4. В январе 1889 г. Буланже набрал 246 тыс. голосов и был избран парижским депутатом. Друзья кричали ему: «В Елисейский дворец!» Толпа готова была отнести его туда на руках, как это делали суданские фанатики, следующие за своим спасителем Махди. Полиция и армия пребывали в нерешительности. Коллективная истерия достигла такого предела, что все называли Буланже властелином Франции. Все, за исключением самого Буланже. Сам он не верил в эту безрассудную затею. Выжидая, он давал республиканцам время опомниться. Даже Клемансо, так долго способствовавший его продвижению, начинал испытывать к нему отвращение. Когда Буланже появился в палате депутатов, Шарль Флоке, председатель совета, сделал в его адрес знаменитое насмешливое замечание: «К вашему возрасту, сударь, Наполеон уже умер!» Этот странный упрек смутил Буланже. После очередного выпада Флоке, на этот раз упрекавшего его за то, что он перешел «из ризницы в правительственную прихожую», Буланже вызвал председателя совета на дуэль. Кабинет постановил роспуск Лиги патриотов и определил процедуру Верховного суда, рассмотрению которого подлежали преступления против государственной безопасности. Эти решения насторожили Буланже. Он предположил, что его собираются арестовать, и пришел в ужас, что его разлучат с возлюбленной Маргаритой Боннемен, которую он любил больше всего на свете, даже больше, чем власть. 1 мая 1889 г. генерал сел в поезд на Брюссель. Он бежал, словно клерк-растратчик. Пузырь лопнул. С буланжизмом было покончено. Сторонники тщетно преследовали его в Лондоне, на острове Джерси, в Брюсселе и умоляли вернуться. Он был целиком поглощен заботами о сентиментальной, больной туберкулезом Маргарите Боннемен. Когда она умерла в 1891 г., генерал застрелился на ее могиле. Клемансо подвел итог: «Он умер, как и жил, младшим лейтенантом», а журналистка Северин считала, что «он начал, как Цезарь, продолжил, как Катилина, и окончил, как Ромео». Правительство, наученное горьким опытом буланжизма, в 1889 г. отменило возможность баллотироваться в качестве кандидата на различные посты, что допускало плебисцит, и заменило выборы по округам голосованием по спискам. Режим был спасен. Оставалось только радоваться, ибо бог знает, куда привела бы Францию безумная авантюра буланжистской партии.

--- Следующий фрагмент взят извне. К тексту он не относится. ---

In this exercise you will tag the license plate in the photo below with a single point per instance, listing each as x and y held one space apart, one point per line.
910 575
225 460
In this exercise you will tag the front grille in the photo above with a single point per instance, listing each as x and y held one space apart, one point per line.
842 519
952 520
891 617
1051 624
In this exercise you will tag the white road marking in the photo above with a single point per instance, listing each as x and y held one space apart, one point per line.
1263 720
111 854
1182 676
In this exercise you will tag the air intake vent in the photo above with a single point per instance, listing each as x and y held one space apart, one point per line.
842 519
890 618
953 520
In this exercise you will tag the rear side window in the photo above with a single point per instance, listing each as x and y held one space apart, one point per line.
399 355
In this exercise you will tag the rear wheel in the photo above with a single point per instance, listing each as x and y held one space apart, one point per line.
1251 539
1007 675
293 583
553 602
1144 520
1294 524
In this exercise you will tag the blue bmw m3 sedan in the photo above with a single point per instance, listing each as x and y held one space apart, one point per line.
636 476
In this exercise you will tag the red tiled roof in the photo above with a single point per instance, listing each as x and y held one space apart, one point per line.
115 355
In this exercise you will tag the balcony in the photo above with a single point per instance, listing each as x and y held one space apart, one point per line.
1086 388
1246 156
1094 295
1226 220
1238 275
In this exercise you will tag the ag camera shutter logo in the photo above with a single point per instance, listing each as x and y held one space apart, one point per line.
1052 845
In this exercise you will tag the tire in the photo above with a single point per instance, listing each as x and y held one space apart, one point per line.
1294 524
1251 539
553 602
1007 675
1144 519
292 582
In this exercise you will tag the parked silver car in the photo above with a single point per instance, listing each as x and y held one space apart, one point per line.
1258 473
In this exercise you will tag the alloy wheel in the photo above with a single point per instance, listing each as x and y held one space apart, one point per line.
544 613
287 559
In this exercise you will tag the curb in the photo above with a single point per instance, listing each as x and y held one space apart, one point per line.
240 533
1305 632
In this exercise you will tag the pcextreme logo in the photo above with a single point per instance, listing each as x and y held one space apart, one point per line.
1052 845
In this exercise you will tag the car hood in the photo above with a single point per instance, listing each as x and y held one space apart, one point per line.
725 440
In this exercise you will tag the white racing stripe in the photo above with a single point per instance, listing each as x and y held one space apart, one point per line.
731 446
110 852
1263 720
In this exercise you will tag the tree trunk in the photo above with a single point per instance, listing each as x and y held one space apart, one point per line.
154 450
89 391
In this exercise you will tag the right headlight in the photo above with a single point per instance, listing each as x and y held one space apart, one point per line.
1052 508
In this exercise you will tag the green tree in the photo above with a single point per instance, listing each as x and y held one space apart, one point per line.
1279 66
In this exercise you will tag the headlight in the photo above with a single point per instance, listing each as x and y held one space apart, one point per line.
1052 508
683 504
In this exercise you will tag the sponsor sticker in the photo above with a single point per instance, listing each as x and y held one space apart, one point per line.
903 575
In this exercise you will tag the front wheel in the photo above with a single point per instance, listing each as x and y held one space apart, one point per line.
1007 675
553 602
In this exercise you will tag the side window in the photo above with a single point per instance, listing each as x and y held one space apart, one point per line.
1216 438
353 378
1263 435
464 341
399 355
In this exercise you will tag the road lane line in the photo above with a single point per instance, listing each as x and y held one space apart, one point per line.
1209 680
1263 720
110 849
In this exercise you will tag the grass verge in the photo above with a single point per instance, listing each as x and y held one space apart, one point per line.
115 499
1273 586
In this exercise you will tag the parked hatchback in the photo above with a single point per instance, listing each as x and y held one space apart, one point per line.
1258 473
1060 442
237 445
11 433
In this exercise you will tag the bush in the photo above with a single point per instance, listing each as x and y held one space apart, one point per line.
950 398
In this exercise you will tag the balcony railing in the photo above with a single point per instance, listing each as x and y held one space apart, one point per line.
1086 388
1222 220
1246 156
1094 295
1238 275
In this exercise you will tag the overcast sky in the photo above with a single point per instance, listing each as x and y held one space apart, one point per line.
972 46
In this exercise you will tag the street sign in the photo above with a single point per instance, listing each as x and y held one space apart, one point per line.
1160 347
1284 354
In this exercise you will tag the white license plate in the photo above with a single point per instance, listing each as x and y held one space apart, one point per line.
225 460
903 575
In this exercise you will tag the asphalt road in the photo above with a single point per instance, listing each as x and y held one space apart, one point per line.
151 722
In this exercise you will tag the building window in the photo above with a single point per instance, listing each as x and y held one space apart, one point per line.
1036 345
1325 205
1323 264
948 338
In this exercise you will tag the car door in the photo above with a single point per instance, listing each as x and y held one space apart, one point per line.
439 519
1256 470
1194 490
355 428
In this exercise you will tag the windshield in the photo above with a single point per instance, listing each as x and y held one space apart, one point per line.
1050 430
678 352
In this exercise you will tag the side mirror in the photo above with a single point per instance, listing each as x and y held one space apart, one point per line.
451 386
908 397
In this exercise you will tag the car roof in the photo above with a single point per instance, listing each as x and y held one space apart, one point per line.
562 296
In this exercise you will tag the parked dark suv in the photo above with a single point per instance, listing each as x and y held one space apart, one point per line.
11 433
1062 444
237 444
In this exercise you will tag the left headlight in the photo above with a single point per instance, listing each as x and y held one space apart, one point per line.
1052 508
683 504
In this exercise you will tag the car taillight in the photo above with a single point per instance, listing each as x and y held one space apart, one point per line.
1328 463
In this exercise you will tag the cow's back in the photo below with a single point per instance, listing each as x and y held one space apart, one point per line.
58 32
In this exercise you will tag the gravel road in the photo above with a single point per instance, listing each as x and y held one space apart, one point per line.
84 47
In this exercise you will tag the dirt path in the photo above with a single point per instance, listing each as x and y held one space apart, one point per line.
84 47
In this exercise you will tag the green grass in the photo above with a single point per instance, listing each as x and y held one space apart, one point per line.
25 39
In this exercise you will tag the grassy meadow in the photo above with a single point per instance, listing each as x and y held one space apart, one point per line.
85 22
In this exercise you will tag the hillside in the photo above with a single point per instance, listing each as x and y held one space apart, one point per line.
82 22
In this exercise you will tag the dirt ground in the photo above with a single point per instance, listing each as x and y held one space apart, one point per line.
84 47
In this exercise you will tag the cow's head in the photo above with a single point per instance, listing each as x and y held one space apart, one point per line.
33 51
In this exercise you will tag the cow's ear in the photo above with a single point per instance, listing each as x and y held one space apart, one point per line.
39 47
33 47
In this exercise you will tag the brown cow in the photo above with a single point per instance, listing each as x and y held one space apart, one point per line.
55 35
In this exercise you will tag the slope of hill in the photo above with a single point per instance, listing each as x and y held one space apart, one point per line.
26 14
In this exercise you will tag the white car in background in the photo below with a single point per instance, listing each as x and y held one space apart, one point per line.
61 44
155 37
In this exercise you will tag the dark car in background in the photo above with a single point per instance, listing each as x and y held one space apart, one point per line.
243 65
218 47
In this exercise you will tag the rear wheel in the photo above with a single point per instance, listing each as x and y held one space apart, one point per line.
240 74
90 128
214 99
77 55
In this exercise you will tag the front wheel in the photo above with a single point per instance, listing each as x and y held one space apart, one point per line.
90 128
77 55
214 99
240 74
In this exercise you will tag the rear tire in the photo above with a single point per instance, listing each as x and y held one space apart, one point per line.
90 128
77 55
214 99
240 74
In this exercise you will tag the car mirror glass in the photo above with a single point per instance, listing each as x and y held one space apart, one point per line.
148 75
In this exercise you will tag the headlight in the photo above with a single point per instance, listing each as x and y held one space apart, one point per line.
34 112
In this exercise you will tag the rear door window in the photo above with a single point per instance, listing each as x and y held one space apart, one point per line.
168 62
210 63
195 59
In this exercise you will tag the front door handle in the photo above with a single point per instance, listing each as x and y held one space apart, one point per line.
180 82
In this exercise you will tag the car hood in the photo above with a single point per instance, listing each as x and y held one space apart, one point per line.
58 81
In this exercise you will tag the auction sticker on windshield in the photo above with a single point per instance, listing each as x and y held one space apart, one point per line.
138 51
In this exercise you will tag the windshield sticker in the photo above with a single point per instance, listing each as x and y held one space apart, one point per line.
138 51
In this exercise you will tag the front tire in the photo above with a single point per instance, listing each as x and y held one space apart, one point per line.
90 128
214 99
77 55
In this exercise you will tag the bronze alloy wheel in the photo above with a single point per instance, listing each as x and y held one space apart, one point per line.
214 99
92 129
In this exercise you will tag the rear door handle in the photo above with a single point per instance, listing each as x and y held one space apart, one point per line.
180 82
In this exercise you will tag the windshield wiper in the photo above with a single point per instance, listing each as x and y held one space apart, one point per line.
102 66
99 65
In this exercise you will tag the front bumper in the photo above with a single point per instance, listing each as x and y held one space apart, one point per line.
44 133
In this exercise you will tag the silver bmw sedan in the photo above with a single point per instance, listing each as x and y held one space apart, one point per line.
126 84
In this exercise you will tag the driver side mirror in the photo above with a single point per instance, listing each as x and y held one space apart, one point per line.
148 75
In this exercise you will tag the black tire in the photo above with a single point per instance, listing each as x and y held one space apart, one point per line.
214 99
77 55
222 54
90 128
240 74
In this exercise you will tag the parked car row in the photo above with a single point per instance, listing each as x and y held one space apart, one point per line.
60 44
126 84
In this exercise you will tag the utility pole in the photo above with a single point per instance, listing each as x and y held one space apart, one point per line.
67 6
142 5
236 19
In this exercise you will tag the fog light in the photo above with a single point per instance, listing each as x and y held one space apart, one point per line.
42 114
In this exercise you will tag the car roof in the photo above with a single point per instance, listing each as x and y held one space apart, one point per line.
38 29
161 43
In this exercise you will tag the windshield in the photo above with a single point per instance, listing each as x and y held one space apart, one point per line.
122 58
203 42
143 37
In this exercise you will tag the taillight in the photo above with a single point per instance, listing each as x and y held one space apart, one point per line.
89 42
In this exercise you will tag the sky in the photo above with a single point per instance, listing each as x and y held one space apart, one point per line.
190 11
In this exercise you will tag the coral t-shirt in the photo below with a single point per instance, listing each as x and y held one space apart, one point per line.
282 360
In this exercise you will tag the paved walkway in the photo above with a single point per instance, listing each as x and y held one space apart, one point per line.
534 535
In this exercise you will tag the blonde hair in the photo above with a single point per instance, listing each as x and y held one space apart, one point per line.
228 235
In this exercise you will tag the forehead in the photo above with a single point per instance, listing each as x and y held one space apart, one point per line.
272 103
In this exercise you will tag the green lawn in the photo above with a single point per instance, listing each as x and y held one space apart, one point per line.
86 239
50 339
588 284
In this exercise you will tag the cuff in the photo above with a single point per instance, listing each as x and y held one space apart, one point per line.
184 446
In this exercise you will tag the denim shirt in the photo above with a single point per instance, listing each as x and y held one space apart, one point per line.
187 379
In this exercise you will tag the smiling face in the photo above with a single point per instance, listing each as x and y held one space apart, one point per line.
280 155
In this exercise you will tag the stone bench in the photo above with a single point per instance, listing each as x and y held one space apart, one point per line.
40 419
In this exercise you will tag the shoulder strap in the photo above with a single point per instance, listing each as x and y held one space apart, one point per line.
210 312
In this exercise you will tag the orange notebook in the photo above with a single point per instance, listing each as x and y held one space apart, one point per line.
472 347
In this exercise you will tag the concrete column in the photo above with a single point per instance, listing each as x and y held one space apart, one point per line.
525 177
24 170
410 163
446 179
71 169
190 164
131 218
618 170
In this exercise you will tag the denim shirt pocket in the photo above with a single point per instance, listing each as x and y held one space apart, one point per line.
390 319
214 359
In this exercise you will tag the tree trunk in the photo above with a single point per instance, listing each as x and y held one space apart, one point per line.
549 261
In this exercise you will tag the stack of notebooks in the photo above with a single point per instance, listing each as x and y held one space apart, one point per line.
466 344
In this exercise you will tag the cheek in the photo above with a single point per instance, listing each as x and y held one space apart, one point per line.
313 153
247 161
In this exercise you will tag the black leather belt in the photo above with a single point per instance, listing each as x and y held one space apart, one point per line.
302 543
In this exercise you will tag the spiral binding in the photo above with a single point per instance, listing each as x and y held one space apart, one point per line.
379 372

«Всеобщее избирательное право». Карикатура на генерала Буланже. 1888
Вид на Эйфелеву башню и павильоны Всемирной выставки со стороны Трокадеро. Фотография. 1889
5. Уже становилось традицией проводить в Париже Всемирную выставку каждые одиннадцать лет. Выставка 1889 г. была примечательна во многих отношениях. Она совпала со столетием Французской революции; подтвердила моральные принципы этой революции, воспринятые всем миром; позволила тысячам иностранных посетителей, вопреки недавним потрясениям, констатировать надежность республики; дала возможность продемонстрировать выдающиеся таланты Франции. Удивительная Эйфелева башня явилась шедевром великого инженера, работы которого изменили технологию строительства мостов и виадуков и к тому же легли в основу аэродинамики, что сделало возможным создание самолетов. Успех выставки, заслуженное чувство гордости, а также страх перед социализмом, утверждавшимся в левых партиях радикалов, привели наконец наиболее разумные элементы правой партии к сотрудничеству с режимом. После 16 мая они держались отстраненно, что наносило Франции большой ущерб. Они поочередно надеялись, что Мак-Магон, а затем Буланже возведут на престол короля. Лучшие из них начинали постепенно избавляться от своей мечтательности. Но на пути к присоединению оставалось одно серьезное препятствие – Церковь. Союз трона и алтаря был не просто фразой. Союзник французского королевского дома на протяжении веков, Ватикан при Пие IX продолжал его поддерживать. Но папа Лев XIII, понтифик высоких душевных качеств, считал, что роль Церкви никогда не заключалась в борьбе с законным правительством страны; что Церковь может выступать против враждебного законодательства, но не против конституции. Церковь вечна; она переживет династии и режимы. Когда-то она пожертвовала Меровингами ради Пипина; она вполне могла пожертвовать графом Парижским ради Сади Карно. Папа поручил кардиналу Лавижери, архиепископу Алжира, заронить мысль об объединении. Долгое время успех вызывал сомнение. В среде пришедших в бешенство монархистов и бонапартистов стало извращенной модой ненавидеть «нищенку». Энциклика понтифика предписывала Церкви Франции и ее приверженцам разумные директивы папского престола. Епископ мог поддержать республиканского кандидата, если тот гарантировал свободу вероисповедания. Такая позиция позволила создать Республиканскую католическую партию, которая объединила вокруг центра большинство парламента.